Durga Puja (Worship of Durga) is the ultimate festival of the Bengali people. Although you cannot deny the religious nature of Durga Puja, it is as much a cultural and a social festival as it is a religious one; which explains my interest in it. Being an Atheist, it is the cultural part which draws me. It is my favourite festival of all time and is something I look forward to, all year, every year.
Durga Puja is celebrated in Autumn, on a date decided by the Hindu calendar, either in late September or early October. It coincides with the North Indian concept of Navratri, but unlike Navratri, we don’t punish ourselves by restricting our diets or eating vegetarian food. Unlike Navratri, Durga Puja is a time to meet people, feast like there’s no tomorrow & gorge on your favourite food, mostly meat.
The Origins (For me)
My memory of the festival from when I was young is that I had no interest in leaving my house to go and see it. In fact, when I lived in Panchkula, one of the Puja committees even awarded me a prize (Set of Sherlock Holmes books, which I treasure to this day) for academic performance. I refused to attend and someone later brought it home for me.
The first time I remember attending a Durga Puja in earnest was when Ritwik Mandal took me to one in Nagpur. I remember he insisted that we have the puja lunch (bhog). They didn’t have cutlery; you were expected to eat rice with your hand. I was struggling and an elderly couple sitting next to us started making fun of me in Bengali, not knowing I could understand them. I took the higher ground and didn’t abuse them.
Slowly, as I attended more and more Pujas, my interest went up. I remember going to the Maddox Square puja once with my cousins when I was in Kolkata. We reached the venue well past midnight; still the atmosphere was electric. There were thousands of people there, chatting with family and friends. The smell of food being prepared wafted through the air. I hung out there for a few hours and headed home. I had not seen anything like it before.
Eventually, I became a regular patron of Durga Puja, when I moved to Gurgaon and my parents moved there, too. My father had no interest in it, so me and my mother explored the city in search for new Pandals. After marriage, I drew my wife into the mix, too. Slowly we developed our favourite Pandals, although we would go Pandal-hopping to all the major ones in Gurgaon as well as Delhi. When our daughter was born, we got her hooked, too and we developed a predictable schedule.
- Few weeks before the start of the Pujas, we would go to Slice of Bengal in CR Park to begin our shopping. My wife and daughter would both get Bengali sarees and other clothing.

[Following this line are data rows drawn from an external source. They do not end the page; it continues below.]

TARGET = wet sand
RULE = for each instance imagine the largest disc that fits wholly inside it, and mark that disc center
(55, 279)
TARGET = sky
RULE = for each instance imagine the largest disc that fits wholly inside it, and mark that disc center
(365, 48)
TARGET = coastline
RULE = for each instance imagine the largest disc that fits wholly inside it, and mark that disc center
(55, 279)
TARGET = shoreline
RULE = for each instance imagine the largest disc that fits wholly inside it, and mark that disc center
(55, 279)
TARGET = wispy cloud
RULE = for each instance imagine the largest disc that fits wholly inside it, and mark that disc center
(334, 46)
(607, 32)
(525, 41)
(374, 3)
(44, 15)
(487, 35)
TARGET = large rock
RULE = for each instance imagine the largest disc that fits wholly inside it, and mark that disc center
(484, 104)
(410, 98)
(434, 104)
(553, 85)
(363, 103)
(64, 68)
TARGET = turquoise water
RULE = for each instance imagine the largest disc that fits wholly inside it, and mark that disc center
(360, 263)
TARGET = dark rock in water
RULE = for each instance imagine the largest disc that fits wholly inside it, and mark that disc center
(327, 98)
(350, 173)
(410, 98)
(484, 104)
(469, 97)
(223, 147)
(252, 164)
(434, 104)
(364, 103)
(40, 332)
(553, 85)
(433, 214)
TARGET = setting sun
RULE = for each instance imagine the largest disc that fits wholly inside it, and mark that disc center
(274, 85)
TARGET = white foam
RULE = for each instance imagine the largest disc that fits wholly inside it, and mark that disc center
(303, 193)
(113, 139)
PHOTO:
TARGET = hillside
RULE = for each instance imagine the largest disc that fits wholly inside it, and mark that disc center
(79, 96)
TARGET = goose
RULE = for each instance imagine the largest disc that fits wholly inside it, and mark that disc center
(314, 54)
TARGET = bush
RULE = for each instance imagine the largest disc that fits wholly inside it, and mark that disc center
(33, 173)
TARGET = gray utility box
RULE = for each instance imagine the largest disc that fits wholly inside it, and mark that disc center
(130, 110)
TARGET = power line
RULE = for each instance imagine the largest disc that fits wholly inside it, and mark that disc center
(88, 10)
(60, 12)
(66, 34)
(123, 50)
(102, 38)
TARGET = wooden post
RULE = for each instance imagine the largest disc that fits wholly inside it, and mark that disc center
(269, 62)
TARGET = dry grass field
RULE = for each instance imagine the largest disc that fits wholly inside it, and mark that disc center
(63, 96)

- We would attend the pre-Pujo fest at the Chittaranjan Park Bangiya Samaj.
- On day 5, we would go to the Pandal at Kashmere Gate, see that it is not ready yet and return home disappointed. By next year we would forget this and do the same thing again.
- On day 6, we would cover some of the Gurgaon pandals.
- Day 7, we would go Pandal Hopping at CR Park in the morning (Including Navapalli, my daughter’s favourite), then go to Oh! Calcutta for lunch and then return home stuffed. In the evenings, we would go to some more pandals in Gurgaon, including my favourite at the DLF Phase 1 community center.
- More of the same on Day 8
- On the 9th day, we would go to all our favourite ones once again and then bid a tearful goodbye till next year.
I much prefer Delhi & Gurgaon Durga Pujas to Kolkata ones (which are complete carnage).
Durga Puja in 2020 was a subdued affair because of COVID, but there was something, at least. This year’s Durga Puja was a big disappointment. Normally there’s one Bengali group organising it in Bangkok, but this year, there’s nothing. There are no Bengali restaurants in Bangkok either (There are Bangladeshi, but its not the same). So we are sitting at home, watching it on TV.
Hope I am able to enjoy my favourite festival next year, again.